The institution of marriage is horrid.  Fine.  But it would not have been tolerated for so many hundreds of years if it were not based upon some worthy kernel.  I’ve been lucky enough to have some special people show me the real value of companionship, deep mutual understanding, love, and how an expression of commitment bolsters all of that.  (Also, a wedding is a great excuse for a massive fucking party.)  This is the nail on which the institution of marriage hangs all its oppressive baggage.  The trick, as far as I see it, is to liberate the positive attributes of marriage from all the nonsenses that cling to, and eventually choke it.  For helping reveal this to me I thank Emma Goldman, Paul and Jen Michael, and (though she may be surprised to read it) my mum.  Amy has already explained a lot of the details of our wedding planning, and how we’re disposing with the negative aspects of tradition while preserving the most meaningful (and FUN) parts.  For me, put simply, our wedding day is an incredibly personal expression of love and commitment that we want to share with our friends and family – and I’ll be damned if I allow the state or church ANY interference in that.

(If you’ve stuck it out this long, well done.  You can have the gossipy goodness of the actual proposal now.  Hurrah!)

I decided to ask Amy to marry me after I had emigrated across the Irish Sea.  I missed her madly, and (after a month or two) she had shown massive commitment by moving to England to be with me.  2012 was a leap year, so I thought I might détourne convention and propose on the 29th of February (traditionally when women are ‘allowed’ to propose to men) – but the tedious obstructions of work schedules forced me into shifting to the 28th.  Despite having to do some creative ducking-and-diving (which Amy will fill you in on), everything was set-up - ring in hand, restaurant booked, and father-in-law duly noted.  That’s an ostensibly tradition-laden approach, which I probably ought to defend.

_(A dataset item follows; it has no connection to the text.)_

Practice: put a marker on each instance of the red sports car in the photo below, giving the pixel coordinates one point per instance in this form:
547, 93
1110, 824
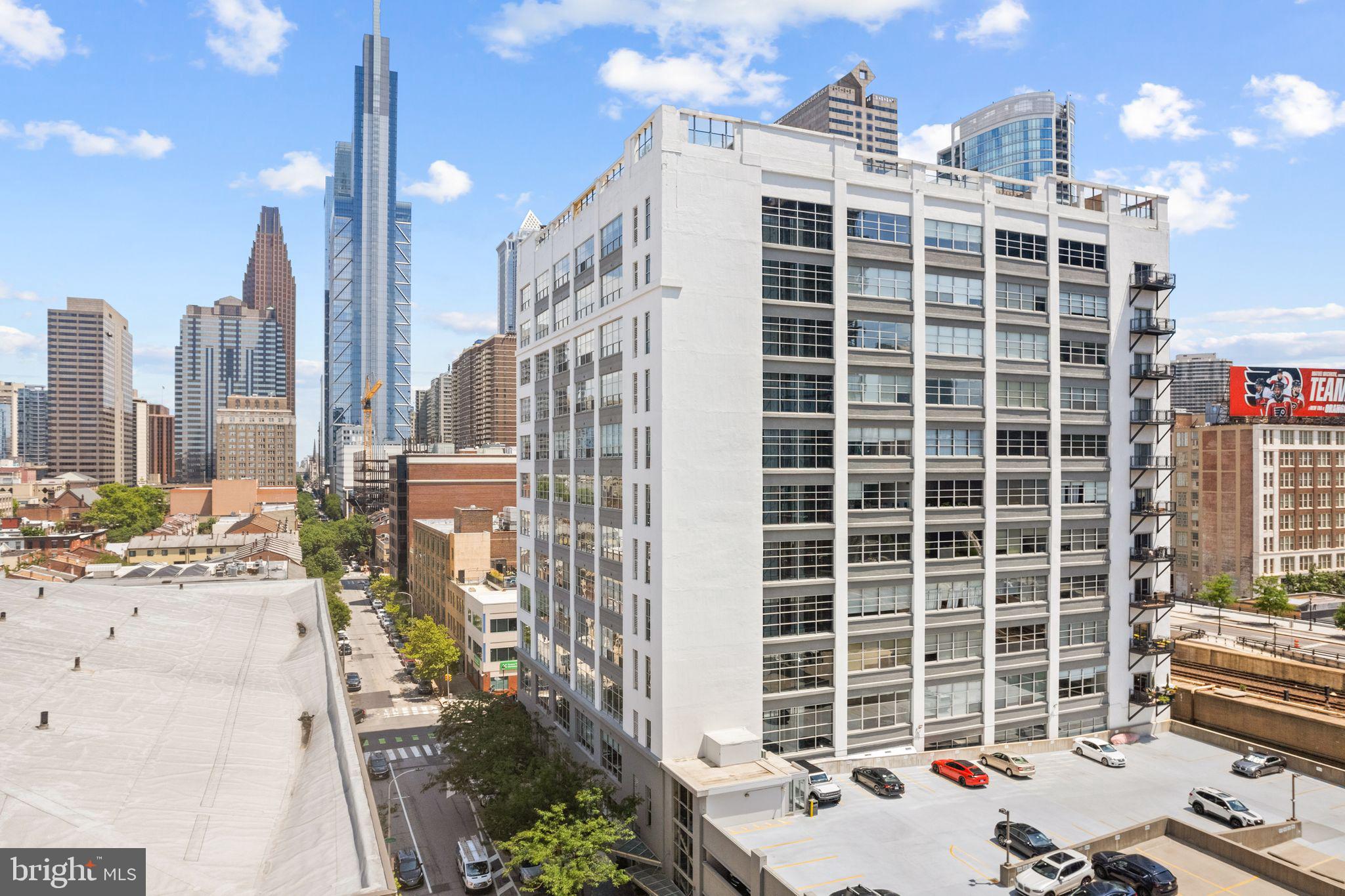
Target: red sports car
965, 773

  • The ring.   I like the symbolism of the ring – an unbroken band to be worn ‘til death (apart from when kneading dough), though the price-tag was a tough compromise to swallow.  Ouch.  I had picked out the ring at a place called Robinson’s, because Amy’s surname was above the door, obviously.  I’m not much of a jewellery aficionado, but I had an idea of the styles that Amy might like, and in the end there was only one ring that really caught my eye – seems to have done the job!

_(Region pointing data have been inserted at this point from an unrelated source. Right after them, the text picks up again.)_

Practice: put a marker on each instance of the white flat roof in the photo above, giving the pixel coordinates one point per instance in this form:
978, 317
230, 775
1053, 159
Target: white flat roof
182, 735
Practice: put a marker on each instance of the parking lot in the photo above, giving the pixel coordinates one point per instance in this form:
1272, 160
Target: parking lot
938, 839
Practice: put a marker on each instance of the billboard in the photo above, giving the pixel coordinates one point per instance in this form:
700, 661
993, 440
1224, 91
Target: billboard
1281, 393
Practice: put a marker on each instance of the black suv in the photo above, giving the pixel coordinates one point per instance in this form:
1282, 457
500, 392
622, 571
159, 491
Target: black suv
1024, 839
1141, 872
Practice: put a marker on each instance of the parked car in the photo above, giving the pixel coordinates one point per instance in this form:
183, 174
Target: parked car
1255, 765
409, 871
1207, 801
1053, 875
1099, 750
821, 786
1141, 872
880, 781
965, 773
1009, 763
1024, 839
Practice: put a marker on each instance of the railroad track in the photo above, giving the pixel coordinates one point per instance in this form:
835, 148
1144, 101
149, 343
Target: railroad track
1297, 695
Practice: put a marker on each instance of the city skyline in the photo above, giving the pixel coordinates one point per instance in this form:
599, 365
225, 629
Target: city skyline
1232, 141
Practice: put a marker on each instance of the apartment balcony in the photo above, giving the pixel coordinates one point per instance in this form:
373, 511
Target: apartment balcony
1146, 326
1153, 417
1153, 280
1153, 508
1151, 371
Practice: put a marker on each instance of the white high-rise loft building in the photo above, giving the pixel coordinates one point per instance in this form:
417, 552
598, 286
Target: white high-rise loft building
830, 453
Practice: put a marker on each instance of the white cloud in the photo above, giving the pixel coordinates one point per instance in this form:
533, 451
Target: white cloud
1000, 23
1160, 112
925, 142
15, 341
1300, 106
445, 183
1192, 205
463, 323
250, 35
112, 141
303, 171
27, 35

  • The restaurant.  Any excuse for a good feed really.

  • And the call to the father-in-law?  It may stink of a vestige from the bad old days of wife-as-property, but I intended it as a mark of respect to Amy’s parents.  Fuck-the-law – yes; piss-off-the-in-laws no.  Seriously though, having Neil’s support meant a lot and actually telling someone about my proposal plan made the whole thing seem suddenly very real.

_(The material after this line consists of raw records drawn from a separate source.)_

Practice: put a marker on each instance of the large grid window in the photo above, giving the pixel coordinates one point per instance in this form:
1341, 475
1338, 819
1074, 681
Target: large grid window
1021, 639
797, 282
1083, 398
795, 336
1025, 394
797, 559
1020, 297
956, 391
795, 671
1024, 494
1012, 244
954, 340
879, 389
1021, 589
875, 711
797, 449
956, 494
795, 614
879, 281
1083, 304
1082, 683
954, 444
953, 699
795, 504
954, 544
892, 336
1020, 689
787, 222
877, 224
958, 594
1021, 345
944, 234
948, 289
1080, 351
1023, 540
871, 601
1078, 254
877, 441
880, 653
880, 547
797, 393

All I had to do was get Amy to a suitably lovely spot, on some false pretence, and go for it.  My two thoughts for question-popping places were: Bradgate Park, a very nice place indeed with some very ancient trees and free-roaming deer; or the top of a quite high slide in a nearby play park.  The logistical difficulties of persuading Amy to the top of a slide made the choice easy....  It was a greyish, cold day, and it took some exuberance to persuade Amy to drive us out there.  We marched up the hill with our cargo of flapjacks, juice, and a concealed diamond ring.  I was quite giddy with nerves, and still not exactly sure how I might ask the question.  Fortunately for me, Amy unearthed some aptly soppy texts I had sent her over the previous few months and read them out to me – probably to check I still meant it!  My gushy proclamations of love set the mood perfectly.  Once we were ensconced on the memorial at the highest point of Bradgate Park, I took my chance.  I readied the ring in my pocket, and stepped back to take a photograph, then whipped out the box, opened it, and said something to the effect of, ‘Would you do me the honour of becoming my wife?’  (Cleverer readers will have deduced this already, but...)  SHE SAID YES!

Organising the wedding day has been really fun, but the part I’m really looking forward to is spending the rest of my life with the person I love most.